Fig. 7 schematically illustrates a system 50 for providing an estimate of remaining lifetime of a component in a wind turbine. The system 50 comprises a memory unit 52 adapted for storing a model for the component. Also the system 50 comprises a data receiver 54 adapted for obtaining a sensor signal from a sensor 56 registering information regarding the component and registering the sensor signal for a first period of time. The system 50 further comprises a processor 58 adapted for determining an estimate of remaining life-time of a component based on the model and the sensor signals. The processor may be configured or adapted to perform steps of the method mentioned above.

The elements in the system 50 are electrically connected. The system 50 may also comprise other elements not illustrated for the system 50 to work, e.g. power supply etc.

Fig. 8 schematically illustrates a system 50' similar to that of Fig. 7 identical numerals are used for similar components.

The system 50' further comprises a transmitter 60. The transmitter 60 may transmit data from the system 50' to an external unit, e.g. a central computer system monitoring a wind park. The transmitter 60 may also send data to a computer unit planning repairs. The transmitter 60 may also be configured to transmit data to the turbine controller of a wind turbine to adjust one or more operation parameters of the turbine in order to extend the component's lifetime and have the replacement or maintenance done in a scheduled periodical maintenance cycle of the wind farm or during a low wind season.

Advantageously, the system may further comprise a display unit for displaying the estimate of remaining life-time and/or a transmitter unit for transmitting an alarm to a technician or monitoring person.
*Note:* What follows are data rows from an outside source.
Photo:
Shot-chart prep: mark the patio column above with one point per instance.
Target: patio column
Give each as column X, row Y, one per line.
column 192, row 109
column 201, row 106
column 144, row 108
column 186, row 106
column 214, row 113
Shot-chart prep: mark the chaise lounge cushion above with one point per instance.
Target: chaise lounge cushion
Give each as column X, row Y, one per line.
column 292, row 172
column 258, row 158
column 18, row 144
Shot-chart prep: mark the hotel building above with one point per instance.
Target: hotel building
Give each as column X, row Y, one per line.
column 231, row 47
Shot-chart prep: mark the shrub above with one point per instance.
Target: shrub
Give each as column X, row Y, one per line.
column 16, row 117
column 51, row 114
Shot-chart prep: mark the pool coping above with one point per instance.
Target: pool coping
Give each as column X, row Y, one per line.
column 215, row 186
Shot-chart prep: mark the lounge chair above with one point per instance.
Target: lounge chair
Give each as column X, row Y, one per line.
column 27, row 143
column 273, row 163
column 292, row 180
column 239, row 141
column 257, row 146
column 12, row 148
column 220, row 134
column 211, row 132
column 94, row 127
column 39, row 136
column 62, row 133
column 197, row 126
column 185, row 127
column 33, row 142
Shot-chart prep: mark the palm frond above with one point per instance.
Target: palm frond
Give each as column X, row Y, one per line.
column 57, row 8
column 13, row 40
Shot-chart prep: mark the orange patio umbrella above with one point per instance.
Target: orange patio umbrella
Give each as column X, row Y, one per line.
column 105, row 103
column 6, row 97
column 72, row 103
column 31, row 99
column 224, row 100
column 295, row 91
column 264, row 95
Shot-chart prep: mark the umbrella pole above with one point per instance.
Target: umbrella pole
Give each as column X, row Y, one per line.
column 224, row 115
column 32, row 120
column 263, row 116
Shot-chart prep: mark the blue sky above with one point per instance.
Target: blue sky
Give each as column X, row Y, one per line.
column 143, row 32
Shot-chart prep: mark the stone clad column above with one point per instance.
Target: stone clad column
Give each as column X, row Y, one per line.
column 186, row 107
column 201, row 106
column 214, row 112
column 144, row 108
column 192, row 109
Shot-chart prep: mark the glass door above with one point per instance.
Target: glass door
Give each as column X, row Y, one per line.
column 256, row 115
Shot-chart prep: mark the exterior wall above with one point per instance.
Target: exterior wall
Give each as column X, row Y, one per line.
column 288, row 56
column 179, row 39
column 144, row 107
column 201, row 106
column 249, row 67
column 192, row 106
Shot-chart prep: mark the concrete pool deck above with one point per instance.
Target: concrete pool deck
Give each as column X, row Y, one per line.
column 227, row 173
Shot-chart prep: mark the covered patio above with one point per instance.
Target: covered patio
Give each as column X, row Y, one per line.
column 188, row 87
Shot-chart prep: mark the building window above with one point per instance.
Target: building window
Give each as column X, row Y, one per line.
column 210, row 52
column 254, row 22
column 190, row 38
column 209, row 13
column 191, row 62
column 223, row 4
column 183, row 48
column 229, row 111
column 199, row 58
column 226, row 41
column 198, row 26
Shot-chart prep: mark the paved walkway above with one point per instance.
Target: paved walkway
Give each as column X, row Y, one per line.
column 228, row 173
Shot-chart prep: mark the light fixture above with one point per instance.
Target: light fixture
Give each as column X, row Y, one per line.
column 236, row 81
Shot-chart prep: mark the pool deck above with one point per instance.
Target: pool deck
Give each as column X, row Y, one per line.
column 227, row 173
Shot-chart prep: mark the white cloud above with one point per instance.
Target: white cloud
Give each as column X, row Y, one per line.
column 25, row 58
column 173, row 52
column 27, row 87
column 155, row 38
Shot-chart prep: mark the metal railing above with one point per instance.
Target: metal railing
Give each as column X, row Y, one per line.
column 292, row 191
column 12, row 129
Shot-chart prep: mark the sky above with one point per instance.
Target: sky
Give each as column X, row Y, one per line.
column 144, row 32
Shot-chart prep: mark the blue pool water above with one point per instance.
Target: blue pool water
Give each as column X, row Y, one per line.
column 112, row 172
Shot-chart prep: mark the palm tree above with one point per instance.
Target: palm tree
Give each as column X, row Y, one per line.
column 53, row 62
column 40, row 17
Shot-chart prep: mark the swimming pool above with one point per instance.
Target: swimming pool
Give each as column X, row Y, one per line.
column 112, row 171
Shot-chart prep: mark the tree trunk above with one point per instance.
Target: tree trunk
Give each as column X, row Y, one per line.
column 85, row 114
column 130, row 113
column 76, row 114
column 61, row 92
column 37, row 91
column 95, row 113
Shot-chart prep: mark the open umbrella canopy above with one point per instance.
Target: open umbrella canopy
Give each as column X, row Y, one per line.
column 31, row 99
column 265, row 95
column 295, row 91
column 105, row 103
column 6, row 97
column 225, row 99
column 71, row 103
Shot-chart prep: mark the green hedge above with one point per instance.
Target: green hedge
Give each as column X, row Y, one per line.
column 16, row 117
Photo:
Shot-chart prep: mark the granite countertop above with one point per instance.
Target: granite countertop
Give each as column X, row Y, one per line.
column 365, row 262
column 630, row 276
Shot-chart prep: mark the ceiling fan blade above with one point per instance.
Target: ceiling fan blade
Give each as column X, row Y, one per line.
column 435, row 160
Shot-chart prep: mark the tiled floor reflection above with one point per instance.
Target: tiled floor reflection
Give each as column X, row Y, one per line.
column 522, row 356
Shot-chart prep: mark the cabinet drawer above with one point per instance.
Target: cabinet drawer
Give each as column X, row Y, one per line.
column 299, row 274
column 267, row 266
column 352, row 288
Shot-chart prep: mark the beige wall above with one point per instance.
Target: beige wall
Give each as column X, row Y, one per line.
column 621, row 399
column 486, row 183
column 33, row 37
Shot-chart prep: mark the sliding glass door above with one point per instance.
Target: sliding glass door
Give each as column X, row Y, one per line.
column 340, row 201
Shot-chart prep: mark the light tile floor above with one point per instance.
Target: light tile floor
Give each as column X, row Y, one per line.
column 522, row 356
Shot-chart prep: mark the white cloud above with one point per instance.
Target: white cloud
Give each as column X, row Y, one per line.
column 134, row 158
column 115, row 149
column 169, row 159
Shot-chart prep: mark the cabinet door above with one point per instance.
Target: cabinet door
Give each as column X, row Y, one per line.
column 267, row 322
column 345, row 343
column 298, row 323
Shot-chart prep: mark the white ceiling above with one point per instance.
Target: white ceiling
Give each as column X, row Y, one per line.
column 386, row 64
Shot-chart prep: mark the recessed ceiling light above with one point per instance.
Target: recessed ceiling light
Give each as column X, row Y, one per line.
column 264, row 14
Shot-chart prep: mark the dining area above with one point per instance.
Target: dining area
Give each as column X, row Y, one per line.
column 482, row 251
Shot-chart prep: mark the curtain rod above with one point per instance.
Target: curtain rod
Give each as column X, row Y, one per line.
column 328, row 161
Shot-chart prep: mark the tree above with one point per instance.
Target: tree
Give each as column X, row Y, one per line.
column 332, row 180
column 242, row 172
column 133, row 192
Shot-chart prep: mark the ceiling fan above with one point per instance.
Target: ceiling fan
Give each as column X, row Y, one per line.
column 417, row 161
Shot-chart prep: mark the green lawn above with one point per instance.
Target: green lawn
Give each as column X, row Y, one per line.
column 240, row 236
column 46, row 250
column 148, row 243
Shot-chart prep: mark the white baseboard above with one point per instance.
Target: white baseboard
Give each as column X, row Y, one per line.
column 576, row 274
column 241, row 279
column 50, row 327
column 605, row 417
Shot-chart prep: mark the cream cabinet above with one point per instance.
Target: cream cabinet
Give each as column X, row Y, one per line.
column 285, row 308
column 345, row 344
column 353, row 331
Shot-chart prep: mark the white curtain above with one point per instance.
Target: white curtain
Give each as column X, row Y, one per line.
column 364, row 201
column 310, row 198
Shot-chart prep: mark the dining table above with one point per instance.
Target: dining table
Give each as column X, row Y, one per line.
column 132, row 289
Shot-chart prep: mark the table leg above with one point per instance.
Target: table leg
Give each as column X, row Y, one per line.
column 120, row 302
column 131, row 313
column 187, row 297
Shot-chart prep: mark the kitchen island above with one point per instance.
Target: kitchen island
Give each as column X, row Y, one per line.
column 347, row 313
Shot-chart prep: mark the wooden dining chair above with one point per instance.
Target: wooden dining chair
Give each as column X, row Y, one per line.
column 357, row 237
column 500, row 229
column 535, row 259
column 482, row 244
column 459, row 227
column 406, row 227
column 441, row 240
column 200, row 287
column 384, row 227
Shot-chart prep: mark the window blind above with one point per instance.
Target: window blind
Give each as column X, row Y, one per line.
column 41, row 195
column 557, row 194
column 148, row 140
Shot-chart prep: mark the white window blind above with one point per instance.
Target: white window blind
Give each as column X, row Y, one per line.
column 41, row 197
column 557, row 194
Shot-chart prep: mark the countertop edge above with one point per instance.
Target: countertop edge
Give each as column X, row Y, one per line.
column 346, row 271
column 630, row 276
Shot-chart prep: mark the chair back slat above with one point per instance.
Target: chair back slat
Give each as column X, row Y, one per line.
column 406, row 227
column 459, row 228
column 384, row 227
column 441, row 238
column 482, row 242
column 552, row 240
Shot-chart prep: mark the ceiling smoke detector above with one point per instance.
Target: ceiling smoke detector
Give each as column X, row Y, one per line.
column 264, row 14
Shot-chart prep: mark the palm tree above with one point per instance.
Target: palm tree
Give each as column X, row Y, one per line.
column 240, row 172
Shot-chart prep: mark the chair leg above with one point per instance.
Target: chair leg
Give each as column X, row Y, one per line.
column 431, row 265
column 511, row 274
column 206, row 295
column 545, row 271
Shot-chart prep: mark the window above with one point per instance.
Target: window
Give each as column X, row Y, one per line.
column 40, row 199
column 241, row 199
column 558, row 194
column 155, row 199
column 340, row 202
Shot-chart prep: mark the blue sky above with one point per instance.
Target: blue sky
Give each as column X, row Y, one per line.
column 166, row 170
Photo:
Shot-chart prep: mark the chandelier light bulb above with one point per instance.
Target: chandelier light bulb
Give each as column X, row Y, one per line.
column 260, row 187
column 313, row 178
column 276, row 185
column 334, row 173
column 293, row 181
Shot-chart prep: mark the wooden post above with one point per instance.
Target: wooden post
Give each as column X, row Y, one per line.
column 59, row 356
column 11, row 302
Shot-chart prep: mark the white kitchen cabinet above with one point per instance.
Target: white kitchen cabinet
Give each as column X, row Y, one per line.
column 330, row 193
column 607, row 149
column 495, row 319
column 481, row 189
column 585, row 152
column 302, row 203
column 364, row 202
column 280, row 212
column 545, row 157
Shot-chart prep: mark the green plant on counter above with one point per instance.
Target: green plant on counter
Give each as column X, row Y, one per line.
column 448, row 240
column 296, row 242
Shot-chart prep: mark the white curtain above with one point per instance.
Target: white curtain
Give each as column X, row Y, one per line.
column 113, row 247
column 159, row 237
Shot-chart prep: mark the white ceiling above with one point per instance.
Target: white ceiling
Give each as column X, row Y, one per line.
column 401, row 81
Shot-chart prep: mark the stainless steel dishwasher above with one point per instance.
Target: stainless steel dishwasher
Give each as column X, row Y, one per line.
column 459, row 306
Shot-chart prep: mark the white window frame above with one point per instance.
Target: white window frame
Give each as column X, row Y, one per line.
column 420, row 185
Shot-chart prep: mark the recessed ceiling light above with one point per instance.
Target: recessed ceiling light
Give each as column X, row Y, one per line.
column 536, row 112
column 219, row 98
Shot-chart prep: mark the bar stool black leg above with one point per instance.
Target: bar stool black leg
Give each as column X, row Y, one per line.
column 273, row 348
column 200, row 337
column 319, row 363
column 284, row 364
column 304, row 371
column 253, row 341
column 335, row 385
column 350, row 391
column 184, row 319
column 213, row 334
This is contemplated to allow a service technician or person monitoring or inspecting the status of the wind turbines to determine if one or more components need to be repaired. If the system is connected to a transmitter, the information may be transmitted to a remote location. The information may be transmitted to a central computer unit or the like. The transmitter may also be adapted or configured to transmit data relating to the sensor signal.

In one embodiment, the processor is adapted for averaging and/or smoothing and/or filtering the registered sensor signal before fitting to the model.

The system according to the present invention may further be configured or adapted to perform any of the steps mentioned in relation to the method above.

The above method and system are contemplated to provide several advantages including an overall improved quality and/or life time of the wind turbine.

Further the method and the system are able to provide precise predictions for when the component will go into wear-out process and when it will be worn out so as to avoid immediate preventive exchanges and it can also help predict if a component may operate until next service visit or may last for several years.

Still further service may be provided to customers with turbines that are running out of warranty, thereby allowing better planning of preventive repairs and updates.